Rancangan anggaran pendidikan 2027 mencapai Rp820,9 triliun, dengan sekitar Rp240 triliun disiapkan untuk Program Makan Bergizi Gratis atau MBG. Alokasi MBG itu setara dengan bagian besar dari keseluruhan belanja pendidikan yang direncanakan pemerintah.
Nilai anggaran MBG 2027 meningkat dari Rp229 triliun pada 2026. Program tersebut diproyeksikan menyasar 60,6 juta penerima.
Angka Utama dalam RAPBN 2027
Menteri Keuangan Purbaya Yudhi Sadewa menyampaikan rencana alokasi tersebut dalam Konferensi Pers RAPBN dan Nota Keuangan Tahun Anggaran 2027 di Jakarta. “Sekitar Rp 240 triliun untuk MBG,” kata Purbaya.
Pemerintah menegaskan anggaran pendidikan akan terus diprioritaskan minimal 20 persen dari APBN. Kebijakan itu disebut sejalan dengan amanat Undang-Undang Dasar 1945.
| Alokasi | Nilai | Catatan |
|---|---|---|
| Anggaran Pendidikan 2027 | Rp820,9 triliun | Dalam RAPBN 2027 |
| Program MBG 2027 | Sekitar Rp240 triliun | Untuk 60,6 juta penerima |
| Program MBG 2026 | Rp229 triliun | Alokasi sebelumnya |
Survei SPPG Dijalankan Melalui DJPb
Pemerintah mengandalkan jaringan Kantor Wilayah Direktorat Jenderal Perbendaharaan atau DJPb untuk mengawasi pelaksanaan MBG. Jaringan itu menjangkau seluruh provinsi hingga tingkat kabupaten dan kota.
Kanwil DJPb sampai tingkat daerah telah melakukan survei ke Satuan Pelayanan Pemenuhan Gizi atau SPPG. Pemantauan diarahkan untuk melihat berbagai aspek pelaksanaan program di setiap wilayah.
Purbaya menyebut jaringan tersebut merupakan struktur pemerintah yang telah tersedia, bukan perwakilan yang baru ditempatkan khusus. “Bukan naruh perwakilan, kita memang punya di seluruh provinsi sampai dari tingkat II di seluruh Indonesia, di Kanwil Perbendaharaan (DJPb),” ujarnya di Jakarta pada 12 Agustus 2026.

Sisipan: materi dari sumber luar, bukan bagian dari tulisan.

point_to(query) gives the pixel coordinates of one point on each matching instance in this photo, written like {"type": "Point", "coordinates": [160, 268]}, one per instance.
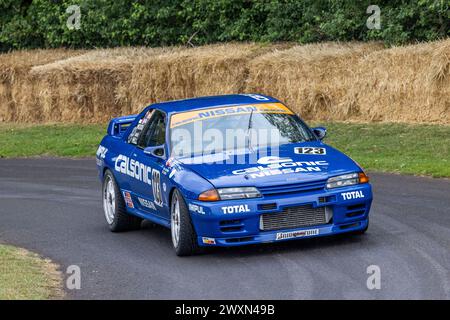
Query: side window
{"type": "Point", "coordinates": [134, 136]}
{"type": "Point", "coordinates": [155, 133]}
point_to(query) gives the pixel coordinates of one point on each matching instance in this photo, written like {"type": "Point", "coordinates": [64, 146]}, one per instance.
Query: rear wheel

Laporan hasil pemantauan yang diterima pemerintah menunjukkan pelaksanaan MBG secara umum berjalan baik. Meski demikian, pengawasan tetap diperlukan mengingat skala penerima dan besarnya anggaran yang disiapkan.
Dukungan Pemerintah Daerah
Badan Gizi Nasional atau BGN melibatkan pemerintah daerah dalam pengawalan MBG. Koordinasi ini penting karena pemda mendukung pelaksanaan program dan penanganan persoalan yang muncul di lapangan.
Kepala BGN Sudaryono menyampaikan apresiasi kepada kepala daerah yang selama ini mendampingi program tersebut. Dukungan pemda juga mencakup penanganan kecelakaan maupun keracunan apabila terjadi.
“Kami menyampaikan apresiasi yang tinggi terhadap kepala daerah yang selama ini memang membersamai program MBG,” kata Sudaryono. Ia menekankan perlunya dukungan dan kolaborasi pemerintah daerah untuk menangani berbagai persoalan secara bersama-sama.
Pelaksanaan MBG pada 2027 akan bertumpu pada kesiapan SPPG, survei di daerah, dan koordinasi antara BGN serta pemerintah daerah. Pengawasan tersebut menjadi pengiring bagi program dengan sasaran 60,6 juta penerima.